Association médicale canadienne
D<sup>r</sup> Kendall Ho

« À l’heure actuelle, nous avons une occasion en or d’améliorer la littératie en santé numérique au Canada pour aider les professionnels de la santé et les patients à utiliser au mieux les technologies à leur disposition. »


Quand on les compare à l’arsenal de surveillance médicale, les outils sont assez élémentaires : tensiomètre, oxymètre de pouls, pèse-personne, tablette informatique. Le Dr Kendall Ho est toutefois d’avis qu’entre les mains d’un patient, ils peuvent changer la donne.

« À l’heure actuelle, nous avons une occasion en or d’améliorer la littératie en santé numérique au Canada pour aider les professionnels de la santé et les patients à utiliser au mieux les technologies à leur disposition. »

Le Dr Ho, urgentologue à l’Hôpital général de Vancouver, s’efforce d’améliorer cette littératie grâce à une étude quadriennale intitulée TEC4Home, qui permet aux patients atteints d’insuffisance cardiaque de surveiller leur propre santé à domicile. 

La formule est simple : pendant 60 jours après leur congé de l’hôpital, les patients utilisent ces quatre appareils pour mesurer leurs données biométriques et surveiller leurs symptômes. Chaque jour, une infirmière examine l’information à distance et communique avec le patient au besoin. L’infirmière avertit également le médecin de famille du patient si celui-ci a besoin de soins supplémentaires – par exemple, d’un changement de médicament. 

« Ce que nous espérons, c’est que lorsque les patients optimiseront leur autogestion, qu’ils sauront comment manipuler leurs propres fluides et faire de l’exercice et qu’ils seront assistés par une infirmière, ils pourront prévenir les symptômes, comme l’essoufflement, qui mènent à des visites au service des urgences », explique le Dr Ho.

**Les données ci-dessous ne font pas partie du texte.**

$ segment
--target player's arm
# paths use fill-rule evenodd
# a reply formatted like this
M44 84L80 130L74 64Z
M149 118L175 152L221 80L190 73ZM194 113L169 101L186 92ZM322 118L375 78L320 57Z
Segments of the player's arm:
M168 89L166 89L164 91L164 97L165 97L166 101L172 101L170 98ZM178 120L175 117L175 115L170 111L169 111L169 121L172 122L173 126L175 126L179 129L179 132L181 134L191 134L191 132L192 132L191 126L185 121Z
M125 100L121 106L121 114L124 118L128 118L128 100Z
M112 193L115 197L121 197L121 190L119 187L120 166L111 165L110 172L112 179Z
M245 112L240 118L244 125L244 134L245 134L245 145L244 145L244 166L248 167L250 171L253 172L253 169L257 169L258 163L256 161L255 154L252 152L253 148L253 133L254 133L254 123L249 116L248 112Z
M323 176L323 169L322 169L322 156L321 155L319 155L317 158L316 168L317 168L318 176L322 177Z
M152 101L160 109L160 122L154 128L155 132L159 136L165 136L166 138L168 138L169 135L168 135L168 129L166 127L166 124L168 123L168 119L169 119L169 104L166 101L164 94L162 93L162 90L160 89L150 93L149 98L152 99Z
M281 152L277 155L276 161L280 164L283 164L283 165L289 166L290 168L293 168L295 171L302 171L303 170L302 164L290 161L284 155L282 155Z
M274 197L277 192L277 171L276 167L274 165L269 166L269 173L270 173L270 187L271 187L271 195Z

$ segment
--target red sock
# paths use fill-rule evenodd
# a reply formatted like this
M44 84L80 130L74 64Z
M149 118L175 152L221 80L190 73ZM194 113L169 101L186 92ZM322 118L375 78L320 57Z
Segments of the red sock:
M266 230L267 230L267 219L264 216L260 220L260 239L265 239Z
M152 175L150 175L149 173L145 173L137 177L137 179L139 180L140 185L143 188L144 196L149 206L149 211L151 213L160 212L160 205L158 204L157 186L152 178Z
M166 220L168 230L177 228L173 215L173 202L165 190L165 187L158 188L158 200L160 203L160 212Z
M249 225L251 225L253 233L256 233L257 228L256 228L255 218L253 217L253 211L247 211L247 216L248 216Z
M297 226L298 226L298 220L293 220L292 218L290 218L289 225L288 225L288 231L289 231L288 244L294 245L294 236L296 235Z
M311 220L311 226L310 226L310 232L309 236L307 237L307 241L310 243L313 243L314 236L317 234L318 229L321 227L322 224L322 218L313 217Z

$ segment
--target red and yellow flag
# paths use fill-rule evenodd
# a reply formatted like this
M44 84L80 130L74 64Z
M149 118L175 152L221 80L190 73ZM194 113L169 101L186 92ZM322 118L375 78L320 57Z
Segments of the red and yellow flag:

Selon l’Institut canadien d’information sur la santé (ICIS), les patients atteints d’insuffisance cardiaque affichent le taux le plus élevé de réadmission hospitalière. Un sur cinq retournera au service des urgences et sera réadmis dans les 30 jours suivant son congé. Le Dr Ho affirme que TEC4Home pourrait être un moyen économique d’abaisser ce taux et de réduire en même temps l’engorgement des services des urgences.

« Les patients disent : “Ça fait deux ans que je ne me suis pas senti aussi bien. Je me sens capable de gérer ma propre santé, de surveiller mes indicateurs et de comprendre mon corps. ” »

« Je veux montrer que nous pouvons soutenir les patients après leur congé afin qu’ils puissent mieux se rétablir et recevoir un niveau élevé de soins à la maison », déclare le Dr Ho. 

La première phase de TEC4Home a recruté 70 patients de trois hôpitaux de la Colombie-Britannique, sans groupe témoin. Il s’agissait simplement de mettre à l’essai l’équipement et la surveillance à distance.

Dix mois plus tard, le Dr Ho a constaté une réduction de 59 % des réadmissions hospitalières dans les 90 jours suivant le congé et une réduction de 44 % des visites au service des urgences. Il rapporte aussi que la durée de séjour des patients réadmis a été raccourcie de près de la moitié (44 %).

Malgré la petite taille de l’échantillon initial, le Dr Ho est satisfait des résultats préliminaires. 

« En tant que clinicien, je suis très excité parce que les patients disent : “ Ça fait deux ans que je ne me suis pas senti aussi bien. Je me sens capable de gérer ma propre santé, de surveiller mes indicateurs et de comprendre mon corps.” »  

Le recrutement pour la deuxième phase du projet a commencé en août 2018. 

La deuxième phase est une étude beaucoup plus importante, qui durera 18 mois et mettra à contribution les hôpitaux de 19 collectivités de la province, de villes comme Abbotsford au village de Lillooet. Neuf cents patients atteints d’insuffisance cardiaque y participeront : la moitié d’entre eux recevront des soins réguliers dans leur collectivité et l’autre moitié recevra des soins réguliers et une surveillance de la santé à domicile. Le Dr Ho espère que la taille de l’échantillon l’aidera à détecter une différence d’au moins 10 % entre les deux groupes pour ce qui est du taux de réadmission hospitalière.  

Il est conscient qu’il pourrait y avoir des problèmes avec la technologie, comme le fait que les patients branchent mal l’équipement ou lisent mal les données, mais pour lui, tout cela s’inscrit dans la façon d’enseigner aux patients comment gérer leur santé numérique. 

« Nous devons vraiment aider les patients et le grand public à comprendre comment utiliser au mieux ces technologies pour leur santé et leur bien-être. » 


Les opinions exprimées par les médecins initiateurs de changements le sont exclusivement à titre personnel et ne reflètent pas nécessairement celles de l’Association médicale canadienne et de ses filiales.